Агния замолчала, погрузившись в хаос воспоминаний. Их двор, разросшиеся кусты сирени, на качелях – Марина, рядом стоит Эдик Орехов. Марина смотрит на Эдика, Эдик смотрит в сторону, лениво жует какую-то травинку. Марина протягивает руку – берет ладонь Эдика, прижимает ее к своей щеке. Сколько нежности, скрытой любви – в ее жесте, взгляде, прикосновениях…

«Орехов! – вздрогнула Агния – она сама не ожидала, что ее память хранит подобное. Наверное, Агния много лет назад видела мельком, проходя через двор, эту немую сценку, и забыла… а она, эта сценка, оказывается, запечатлелась в ее мозгу навсегда. – Так я и знала! Марина любила Орехова! И ничего хорошего из этого не вышло…»

– Мне иногда бывает очень страшно, мама, – содрогнувшись, тихо произнесла Агния. – Я иногда делаю что-то не то… Ошибаюсь! Лучше ничего не делать, ни с кем не встречаться! Потому что ничего хорошего из этого не выйдет, – снова повторила она, как заклинание.

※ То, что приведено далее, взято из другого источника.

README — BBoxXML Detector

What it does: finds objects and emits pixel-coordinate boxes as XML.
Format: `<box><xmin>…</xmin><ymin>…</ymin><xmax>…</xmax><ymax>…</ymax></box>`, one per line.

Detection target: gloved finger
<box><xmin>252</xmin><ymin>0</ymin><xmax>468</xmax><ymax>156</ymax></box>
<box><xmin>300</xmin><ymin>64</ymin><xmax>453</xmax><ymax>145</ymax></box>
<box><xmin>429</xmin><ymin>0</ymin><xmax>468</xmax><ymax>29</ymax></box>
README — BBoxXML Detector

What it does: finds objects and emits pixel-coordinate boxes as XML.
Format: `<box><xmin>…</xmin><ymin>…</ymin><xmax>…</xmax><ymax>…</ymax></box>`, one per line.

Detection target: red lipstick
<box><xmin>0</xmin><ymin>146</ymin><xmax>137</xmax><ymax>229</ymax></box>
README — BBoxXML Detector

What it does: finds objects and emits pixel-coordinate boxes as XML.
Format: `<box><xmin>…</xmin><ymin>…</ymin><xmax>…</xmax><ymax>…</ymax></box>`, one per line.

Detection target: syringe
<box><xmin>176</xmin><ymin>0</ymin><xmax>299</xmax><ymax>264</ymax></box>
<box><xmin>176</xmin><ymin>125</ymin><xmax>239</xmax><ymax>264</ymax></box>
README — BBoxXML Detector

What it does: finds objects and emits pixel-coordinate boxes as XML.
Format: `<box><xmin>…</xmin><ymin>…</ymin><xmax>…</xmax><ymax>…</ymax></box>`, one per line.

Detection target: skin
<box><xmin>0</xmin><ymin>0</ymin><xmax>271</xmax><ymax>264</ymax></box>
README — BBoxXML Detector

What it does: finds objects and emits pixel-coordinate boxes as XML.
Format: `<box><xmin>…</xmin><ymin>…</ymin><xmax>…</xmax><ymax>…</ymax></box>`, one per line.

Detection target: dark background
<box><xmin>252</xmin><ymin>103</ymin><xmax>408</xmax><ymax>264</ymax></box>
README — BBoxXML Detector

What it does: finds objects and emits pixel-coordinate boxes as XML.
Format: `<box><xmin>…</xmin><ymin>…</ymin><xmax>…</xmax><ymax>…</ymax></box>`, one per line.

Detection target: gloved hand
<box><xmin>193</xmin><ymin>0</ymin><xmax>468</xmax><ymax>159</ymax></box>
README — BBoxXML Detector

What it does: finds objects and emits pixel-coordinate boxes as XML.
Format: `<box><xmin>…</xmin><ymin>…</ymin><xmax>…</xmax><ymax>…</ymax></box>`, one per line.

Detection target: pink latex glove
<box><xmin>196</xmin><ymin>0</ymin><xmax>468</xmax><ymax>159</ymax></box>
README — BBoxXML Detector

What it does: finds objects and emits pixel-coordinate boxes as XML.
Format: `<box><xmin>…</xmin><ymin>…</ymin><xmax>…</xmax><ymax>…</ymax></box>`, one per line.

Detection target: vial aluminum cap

Агния минут тридцать сидела молча, разглядывая надгробную плиту. Рядом, за соседней оградой, появились посетители – зашумели, наводя порядок, остро запахло краской.

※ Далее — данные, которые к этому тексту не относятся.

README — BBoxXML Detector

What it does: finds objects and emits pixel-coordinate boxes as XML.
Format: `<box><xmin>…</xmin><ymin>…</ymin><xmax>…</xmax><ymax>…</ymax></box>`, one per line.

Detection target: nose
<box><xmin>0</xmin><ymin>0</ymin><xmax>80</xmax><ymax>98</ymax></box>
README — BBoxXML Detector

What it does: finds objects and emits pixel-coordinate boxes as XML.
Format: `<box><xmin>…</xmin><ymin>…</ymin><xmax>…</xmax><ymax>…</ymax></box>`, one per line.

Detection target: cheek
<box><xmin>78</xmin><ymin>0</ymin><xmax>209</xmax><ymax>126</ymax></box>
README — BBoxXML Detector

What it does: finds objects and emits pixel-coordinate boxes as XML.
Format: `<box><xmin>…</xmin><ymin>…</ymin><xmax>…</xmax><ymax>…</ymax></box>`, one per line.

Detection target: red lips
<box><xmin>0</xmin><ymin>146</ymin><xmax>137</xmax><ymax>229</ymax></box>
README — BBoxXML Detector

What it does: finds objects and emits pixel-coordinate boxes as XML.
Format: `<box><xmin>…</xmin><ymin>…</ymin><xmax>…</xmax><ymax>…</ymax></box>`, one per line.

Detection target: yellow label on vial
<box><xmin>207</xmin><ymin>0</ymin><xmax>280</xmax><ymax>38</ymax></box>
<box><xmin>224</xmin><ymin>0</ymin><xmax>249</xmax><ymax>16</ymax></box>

– Ладно, мамочка, пойду… Пора! – Агния накинула плащ, побрела по аллее к выходу.

Из головы упорно не шла Марина. И эта привязанность к Марине пугала Агнию. Ну какое ей дело до девушки, погибшей восемнадцать лет назад?! Почему призрак этой Марины неотступно тащится за Агнией?..

Эдуард + Марина + Григорий = смерть

Эдуард + Агния + Григорий =?

Уравнение, которое нельзя решить. Теорема, которую никогда не доказать…

Или – можно?

Агния, зябко ежась, вышла за ворота кладбища. Солнце спряталось за облака, и эта улица, серый асфальт под ногами, серое небо – весь пейзаж вокруг тоже показался Агнии призрачным. Тоскливо и страшно.

Она пошла вдоль каменного высокого забора к трамвайной остановке. На трамвае – пару остановок до станции и потом на электричке…

Вдали, на пригорке, показался трамвай. Агния полезла в сумочку за билетом. На остановке сидели три старухи в черном, с цветами. Три мойры. Три предсказательницы… Каждый день продавая цветы у кладбища, они точно знали, чем все должно закончиться…

– Девушка, купите цветы…

– Нет, спасибо!

Рядом притормозила машина. Милицейская, кажется. Краем глаза Агния заметила, как из салона выскочил человек. Нет, двое…

– Остапенко, это она… Осторожней, я сказал! Если хоть волос с ее головы…

«Чей это голос? – отстраненно подумала Агния, наконец найдя в глубинах сумочки кошелек. – Какой знакомый голос…»

Додумать она не успела.

Ее схватили, затолкали в машину. Агния даже закричать не смогла.

– Давай гони… Ишь, уставились. Старые дуры!

Агния была так ошеломлена, что не сразу поняла, что же произошло. Но в следующие же мгновения осознала – она сидит на заднем сиденье милицейской машины, ее прижимает к себе… Эдуард Орехов.

– Что ты делаешь? – изумленно спросила Агния. – Ты с ума сошел, да?

Она попыталась вырваться, но Орехов держал ее крепко. Словно в капкан попала…

– Пусти!

– Агния, сиди спокойно.

– Пусти же! – сдавленно закричала она, пытаясь высвободить руки.

Сержантик на водительском месте заерзал, нервно оглянулся.

– Остапенко, на дорогу смотри! – рявкнул Орехов.